What happened to my mom happens far more often then we realize. It’s one reason assisted-suicide laws are so dangerous. Eligibility for assisted suicide typically depends on a doctor’s prediction of death within six months. Distress over receiving that kind of bad news could lead someone to make a hasty exit and, potentially, miss good years of life.
Fortunately, my mother, who often jokes that she’s too ornery to die, wasn’t the kind to contemplate checking out early. But when she lived in Washington state, all she would have had to do was ask and sign a form and she would have been given lethal drugs.
Some people say that’s her choice. If they were talking about suicide, that’s true. But they’re talking about doctor-assisted suicide, and that’s the doctor’s choice, along with any others who may be involved, whatever their reasons may be. That’s where there’s plenty of room for concern.
These Laws Particularly Prey on the Vulnerable
Most people of color are against doctor-assisted suicide. Studies show that blacks are treated differently than white patients and receive inferior care, particularly in cardiac care, diabetes, and pain management. Blacks are more likely to die because doctors have overlooked something critical or will not listen to or believe what we have to say about our health and pain. Also, because we’re more likely to be poor, we are at greater risk of being persuaded or coerced by doctors into assisted suicide, citing the financial burden we’d be to our family.

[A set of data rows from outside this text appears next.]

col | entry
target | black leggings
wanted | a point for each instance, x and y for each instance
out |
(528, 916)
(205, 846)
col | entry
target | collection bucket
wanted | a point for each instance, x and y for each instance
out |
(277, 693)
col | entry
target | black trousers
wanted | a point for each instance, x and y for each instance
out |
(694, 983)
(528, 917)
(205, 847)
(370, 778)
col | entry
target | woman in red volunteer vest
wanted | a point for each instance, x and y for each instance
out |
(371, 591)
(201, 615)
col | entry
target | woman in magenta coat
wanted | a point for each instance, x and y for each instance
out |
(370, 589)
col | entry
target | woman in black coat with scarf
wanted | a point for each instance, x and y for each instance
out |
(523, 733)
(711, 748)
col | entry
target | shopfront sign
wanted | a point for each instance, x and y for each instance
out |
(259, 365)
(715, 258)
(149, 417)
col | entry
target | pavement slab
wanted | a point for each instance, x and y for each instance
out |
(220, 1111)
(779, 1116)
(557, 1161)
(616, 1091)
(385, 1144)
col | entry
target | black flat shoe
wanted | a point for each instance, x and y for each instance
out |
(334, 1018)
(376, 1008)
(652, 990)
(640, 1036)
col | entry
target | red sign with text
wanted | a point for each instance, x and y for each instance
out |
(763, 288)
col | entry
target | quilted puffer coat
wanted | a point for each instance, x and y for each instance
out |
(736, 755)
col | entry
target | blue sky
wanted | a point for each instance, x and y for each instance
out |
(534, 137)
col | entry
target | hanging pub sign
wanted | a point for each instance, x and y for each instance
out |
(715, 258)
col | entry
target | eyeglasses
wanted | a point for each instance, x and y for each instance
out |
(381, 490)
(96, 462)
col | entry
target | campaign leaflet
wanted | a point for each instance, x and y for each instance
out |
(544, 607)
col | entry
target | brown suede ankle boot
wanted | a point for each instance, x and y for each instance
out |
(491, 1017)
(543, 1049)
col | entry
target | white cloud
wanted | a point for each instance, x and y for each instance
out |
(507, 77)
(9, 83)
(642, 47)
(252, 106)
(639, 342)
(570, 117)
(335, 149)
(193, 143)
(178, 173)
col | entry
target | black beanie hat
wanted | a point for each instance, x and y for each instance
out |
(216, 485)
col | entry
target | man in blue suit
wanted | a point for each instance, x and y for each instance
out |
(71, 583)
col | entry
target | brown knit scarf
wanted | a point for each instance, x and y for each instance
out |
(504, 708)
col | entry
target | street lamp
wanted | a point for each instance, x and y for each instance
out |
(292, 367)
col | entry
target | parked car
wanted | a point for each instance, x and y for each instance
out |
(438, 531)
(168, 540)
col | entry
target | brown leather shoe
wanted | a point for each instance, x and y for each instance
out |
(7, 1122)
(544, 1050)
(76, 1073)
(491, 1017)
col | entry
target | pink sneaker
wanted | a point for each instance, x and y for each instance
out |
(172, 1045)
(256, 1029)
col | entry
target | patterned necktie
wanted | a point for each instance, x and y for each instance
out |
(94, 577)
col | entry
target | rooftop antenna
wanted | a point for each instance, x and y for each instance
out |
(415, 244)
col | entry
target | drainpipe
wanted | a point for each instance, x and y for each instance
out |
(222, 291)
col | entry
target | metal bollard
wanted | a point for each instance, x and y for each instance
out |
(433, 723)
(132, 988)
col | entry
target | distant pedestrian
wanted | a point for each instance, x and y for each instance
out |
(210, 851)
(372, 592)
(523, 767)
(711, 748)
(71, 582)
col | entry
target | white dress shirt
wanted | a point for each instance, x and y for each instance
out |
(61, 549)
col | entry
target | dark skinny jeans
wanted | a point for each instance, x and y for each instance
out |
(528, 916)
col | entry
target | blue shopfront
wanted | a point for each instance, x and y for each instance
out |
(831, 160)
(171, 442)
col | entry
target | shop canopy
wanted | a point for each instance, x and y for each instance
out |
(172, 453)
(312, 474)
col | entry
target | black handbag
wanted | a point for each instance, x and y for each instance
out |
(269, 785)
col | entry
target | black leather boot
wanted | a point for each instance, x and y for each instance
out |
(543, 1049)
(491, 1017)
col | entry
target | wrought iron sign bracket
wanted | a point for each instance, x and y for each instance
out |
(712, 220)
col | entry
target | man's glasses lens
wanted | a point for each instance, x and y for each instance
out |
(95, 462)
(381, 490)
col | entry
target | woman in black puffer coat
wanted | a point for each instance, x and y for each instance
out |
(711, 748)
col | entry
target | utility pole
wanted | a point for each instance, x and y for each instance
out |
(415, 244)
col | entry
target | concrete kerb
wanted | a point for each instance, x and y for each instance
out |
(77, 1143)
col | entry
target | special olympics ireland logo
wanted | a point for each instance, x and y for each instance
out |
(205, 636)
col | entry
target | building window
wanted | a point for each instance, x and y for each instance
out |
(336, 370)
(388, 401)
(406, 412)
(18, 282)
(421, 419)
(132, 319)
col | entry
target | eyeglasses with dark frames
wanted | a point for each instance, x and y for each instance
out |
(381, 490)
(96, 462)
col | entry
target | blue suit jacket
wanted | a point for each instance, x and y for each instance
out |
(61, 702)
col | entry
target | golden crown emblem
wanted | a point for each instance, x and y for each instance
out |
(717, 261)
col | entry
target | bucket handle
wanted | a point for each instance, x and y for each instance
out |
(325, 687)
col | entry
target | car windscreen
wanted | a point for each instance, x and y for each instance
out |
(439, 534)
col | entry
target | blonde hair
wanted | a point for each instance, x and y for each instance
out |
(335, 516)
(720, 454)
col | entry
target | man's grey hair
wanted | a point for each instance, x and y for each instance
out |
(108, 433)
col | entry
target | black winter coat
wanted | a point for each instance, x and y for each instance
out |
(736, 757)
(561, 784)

Data from Oregon and Washington shows that people request assisted suicide mainly for psychological and social reasons. Healthy, nondisabled people get support to live when they express suicidal feelings, while people who are sick and disabled, particularly those deemed terminally ill, get suicide medication. Why not suicide prevention, pain relief, and home care? Would that be so difficult?
Or is the difficulty and cost of quality care the real issue? A particularly frightening reality is that some insurance companies in Oregon and California, where doctor-assisted suicide is legal, have begun denying cancer treatment to patients, opting instead to pay for lethal drugs. This is not the way society should respond to human beings’ needs for health care.
Assisted suicide laws are a bad prescription. We shouldn’t take it.